Combinatorics: Distinguishable and Indistinguishable Variables

Question

$3$ men and $5$ women (each of the $8$ being different from all the rest) are lined up for a photograph. Also in the line are $3$ identical armadillos which are completely indistinguishable from each other.

a) How many ways can the $8$ humans and $3$ armadillos be lined up for the photo?

b) How many ways can they all line up if none of the men are adjacent to each other?

I think I know how to do this if there weren't the armadillos involved, I know the fact that the armadillos are indistinguishable is important. From my understanding I think it indicates that in includes a combination calculation as the items are indistinguishable? But otherwise, I do not know how to calculate this!

Answer 1

Let's first deal with a)

I tend to be an equal opportunist for all species, so let's treat all humans and armadillos as different to start.

In that case, it's as if we have to arrange 11 humans in a line, which would lead to 11! possibilities.

Now of course, not everyone treats armadillos so nicely. We must account for the fact that armadillos are indistinguishable. How? Let's think about how many times we overcounted.

In our first estimate of the number of combinations, assume that armadillo 1, 2, 3 are placed at positions x, y, and z respectively. Note that if I place armadillo 1 at y, 2 at z, and 3 at x, the combination should be treated identically. So we have overcounted a number of times equal to the number of ways to arrange 3 armadillos among each other, which is 3!.

So, the correct answer to part A is $\frac{11!}{3!}$.

In part B, the armadillos can be treated in an identical fashion.

Answer 2

Imagine the armadillos were distinguishable. You mentioned you are then able to solve the problem; solve it, and then divide by $6$.

Why? Because the arrangements you are now counting come in groups of $6$, differing only in the arrangement of the armadillos. Taking $\frac{1}{6}$ of the result would tell you how many genuinely different arrangements exist when the armadillos are deemed identical.

Answer 3

The other answers do a fine job of describing the thought process when you wish to use the technique of "dividing by symmetry."

I find it helpful to also take the time to describe how to accomplish the same thing without needing to resort to that.

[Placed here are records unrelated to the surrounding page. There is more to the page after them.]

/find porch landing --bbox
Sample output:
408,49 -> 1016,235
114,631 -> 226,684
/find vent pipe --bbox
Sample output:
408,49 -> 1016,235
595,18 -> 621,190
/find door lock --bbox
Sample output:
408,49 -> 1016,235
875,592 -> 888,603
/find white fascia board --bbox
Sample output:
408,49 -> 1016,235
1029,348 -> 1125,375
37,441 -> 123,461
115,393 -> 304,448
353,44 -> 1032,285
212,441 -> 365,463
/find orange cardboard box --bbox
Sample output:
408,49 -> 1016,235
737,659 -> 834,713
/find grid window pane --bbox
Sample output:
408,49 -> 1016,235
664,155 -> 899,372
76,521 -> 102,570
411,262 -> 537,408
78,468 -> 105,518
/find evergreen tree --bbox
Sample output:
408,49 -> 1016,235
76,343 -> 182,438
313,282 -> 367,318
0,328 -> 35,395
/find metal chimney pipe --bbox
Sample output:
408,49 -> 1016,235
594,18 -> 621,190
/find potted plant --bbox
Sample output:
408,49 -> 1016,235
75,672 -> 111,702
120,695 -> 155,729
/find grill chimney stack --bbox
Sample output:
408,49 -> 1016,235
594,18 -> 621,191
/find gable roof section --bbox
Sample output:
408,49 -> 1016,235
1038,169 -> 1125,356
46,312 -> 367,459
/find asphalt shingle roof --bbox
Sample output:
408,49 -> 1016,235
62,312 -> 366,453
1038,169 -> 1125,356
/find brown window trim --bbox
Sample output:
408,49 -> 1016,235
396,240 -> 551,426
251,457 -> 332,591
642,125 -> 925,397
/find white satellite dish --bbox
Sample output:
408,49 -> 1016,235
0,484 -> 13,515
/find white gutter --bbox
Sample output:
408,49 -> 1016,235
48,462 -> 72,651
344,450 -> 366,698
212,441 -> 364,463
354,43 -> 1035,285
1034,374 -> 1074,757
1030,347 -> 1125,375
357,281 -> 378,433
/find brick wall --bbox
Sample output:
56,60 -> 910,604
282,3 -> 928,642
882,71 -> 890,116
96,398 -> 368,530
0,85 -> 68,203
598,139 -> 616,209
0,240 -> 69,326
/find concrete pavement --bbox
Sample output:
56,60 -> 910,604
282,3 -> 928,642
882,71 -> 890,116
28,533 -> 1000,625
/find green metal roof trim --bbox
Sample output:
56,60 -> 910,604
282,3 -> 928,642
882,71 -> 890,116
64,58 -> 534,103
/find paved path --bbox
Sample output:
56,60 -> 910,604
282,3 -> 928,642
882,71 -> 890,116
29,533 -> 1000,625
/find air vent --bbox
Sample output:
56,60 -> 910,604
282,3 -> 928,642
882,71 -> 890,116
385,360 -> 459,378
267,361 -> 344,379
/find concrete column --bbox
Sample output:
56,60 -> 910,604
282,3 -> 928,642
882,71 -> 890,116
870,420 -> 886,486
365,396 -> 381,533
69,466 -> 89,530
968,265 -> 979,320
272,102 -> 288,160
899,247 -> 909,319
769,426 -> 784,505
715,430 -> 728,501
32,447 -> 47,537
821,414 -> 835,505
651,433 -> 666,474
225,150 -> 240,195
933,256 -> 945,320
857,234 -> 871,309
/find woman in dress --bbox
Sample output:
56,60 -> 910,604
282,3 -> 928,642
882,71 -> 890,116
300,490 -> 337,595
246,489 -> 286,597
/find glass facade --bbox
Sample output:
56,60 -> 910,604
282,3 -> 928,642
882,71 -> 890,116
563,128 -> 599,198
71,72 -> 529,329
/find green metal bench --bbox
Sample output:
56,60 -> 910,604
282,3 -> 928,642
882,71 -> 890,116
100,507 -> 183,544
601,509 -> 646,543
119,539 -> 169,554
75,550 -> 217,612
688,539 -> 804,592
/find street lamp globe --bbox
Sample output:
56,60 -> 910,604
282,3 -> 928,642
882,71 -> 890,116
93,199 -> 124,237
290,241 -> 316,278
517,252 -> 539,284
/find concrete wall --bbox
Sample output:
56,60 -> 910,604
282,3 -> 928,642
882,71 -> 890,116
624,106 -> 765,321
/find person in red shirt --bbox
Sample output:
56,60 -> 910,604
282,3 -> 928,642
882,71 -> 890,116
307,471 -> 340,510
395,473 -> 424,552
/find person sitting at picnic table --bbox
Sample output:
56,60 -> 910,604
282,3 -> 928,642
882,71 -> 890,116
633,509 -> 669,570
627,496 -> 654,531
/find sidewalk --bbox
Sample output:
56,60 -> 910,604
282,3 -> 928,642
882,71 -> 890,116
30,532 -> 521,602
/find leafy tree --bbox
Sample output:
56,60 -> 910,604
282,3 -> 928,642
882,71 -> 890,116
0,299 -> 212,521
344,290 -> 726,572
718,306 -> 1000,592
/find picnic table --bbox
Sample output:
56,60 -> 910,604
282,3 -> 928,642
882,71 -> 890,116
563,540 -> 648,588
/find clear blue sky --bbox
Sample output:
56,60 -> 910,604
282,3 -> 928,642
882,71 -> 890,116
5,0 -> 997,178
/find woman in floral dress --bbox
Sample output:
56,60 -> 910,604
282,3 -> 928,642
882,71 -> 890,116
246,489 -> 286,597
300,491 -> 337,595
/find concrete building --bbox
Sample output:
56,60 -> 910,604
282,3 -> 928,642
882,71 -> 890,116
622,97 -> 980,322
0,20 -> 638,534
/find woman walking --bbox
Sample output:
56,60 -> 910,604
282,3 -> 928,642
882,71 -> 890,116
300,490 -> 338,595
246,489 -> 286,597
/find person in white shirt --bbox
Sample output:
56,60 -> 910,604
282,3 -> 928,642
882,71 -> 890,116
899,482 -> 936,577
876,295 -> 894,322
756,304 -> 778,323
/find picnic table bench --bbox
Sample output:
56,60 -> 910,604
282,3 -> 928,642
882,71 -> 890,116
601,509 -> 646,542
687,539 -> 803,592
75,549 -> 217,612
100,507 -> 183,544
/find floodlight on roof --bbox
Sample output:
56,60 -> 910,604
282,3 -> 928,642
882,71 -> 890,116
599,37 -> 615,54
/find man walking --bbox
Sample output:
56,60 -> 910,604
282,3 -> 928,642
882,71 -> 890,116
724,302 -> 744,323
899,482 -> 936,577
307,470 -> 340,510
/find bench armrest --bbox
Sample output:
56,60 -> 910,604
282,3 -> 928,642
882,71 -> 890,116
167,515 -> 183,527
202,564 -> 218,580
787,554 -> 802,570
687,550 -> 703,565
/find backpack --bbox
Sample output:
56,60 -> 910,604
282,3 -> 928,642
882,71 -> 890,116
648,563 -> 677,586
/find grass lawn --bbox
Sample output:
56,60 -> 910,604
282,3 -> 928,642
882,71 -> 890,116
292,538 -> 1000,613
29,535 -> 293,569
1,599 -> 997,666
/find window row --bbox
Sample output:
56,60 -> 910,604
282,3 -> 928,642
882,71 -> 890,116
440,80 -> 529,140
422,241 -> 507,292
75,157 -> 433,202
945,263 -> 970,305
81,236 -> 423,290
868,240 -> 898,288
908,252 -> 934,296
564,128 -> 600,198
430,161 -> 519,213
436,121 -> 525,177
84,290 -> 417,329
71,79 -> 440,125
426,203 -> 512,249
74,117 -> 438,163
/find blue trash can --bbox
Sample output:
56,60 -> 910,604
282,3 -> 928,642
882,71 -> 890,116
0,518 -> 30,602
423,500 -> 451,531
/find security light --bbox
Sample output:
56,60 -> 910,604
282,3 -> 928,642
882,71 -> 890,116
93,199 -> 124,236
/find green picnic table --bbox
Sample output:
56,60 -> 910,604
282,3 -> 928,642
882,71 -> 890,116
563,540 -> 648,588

Let us approach via multiplication principle:

• First, pick which three of the $11$ locations are occupied by the armadillos and place them there. This can be accomplished in $\binom{11}{3}$ ways.
• Next, in the remaining $8$ locations, arrange the humans there. This can be accomplished in $8!$ ways.

There are then a total of $\binom{11}{3}\cdot 8!$ different ways to arrange the people and animals for a picture.

You should notice that $\binom{11}{3}\cdot 8! = \frac{11!}{3!8!}\cdot 8! = \frac{11!}{3!}$, and is the same result as shown in the other answers, just written in a different way.